I played an open mic last night, something I had to drag myself out of the house to do. The newness was foreboding, but I knew that regardless of the outcome, it would ground me, make me feel tethered and like I’m living in my life. Through performance I push against, and through pushing against I find myself.
People were, as they are in many places, friendly and welcoming, curious of new faces in a place made up of mostly a weekly crowd. In their faces they say they’re glad you’re here and they hope you become part of that crowd. I met someone named Meadow and we talked about sobriety, still hanging out in bars, and what it means to follow your heart heading into a future that looms dark like a gathering thunderhead. On a whim, I asked the bartender if they were hiring, and he said yes, desperately, come tomorrow to talk to the owner.

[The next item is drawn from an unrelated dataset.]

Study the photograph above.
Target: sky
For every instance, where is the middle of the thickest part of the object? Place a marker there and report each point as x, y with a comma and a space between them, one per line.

I get home to my bedroom, lit dimly by a string of Christmas lights draped over the curtain rod. On top of the sheer billowy curtains hanging down, I throw over a beach towel to block out the ambient light from the neighbor’s porch. I take off one of my enormous red cowboy boots, hear something rattle inside, and tilt it upside down. Onto the shaggy brown renter’s carpet, out rolls a tattered American dime.
Mara Lovejoy (she/her) is a Midwestern transplant currently spending a few years in the Pacific Northwest. Along with being a writer, she is a composer, multi-instrumentalist, singer and proud mother of a beagle-pitbull named Deuces. Mara is honored to have a drink named after her at Duluth, MN's Studio Cafe, the Almond Lovejoy.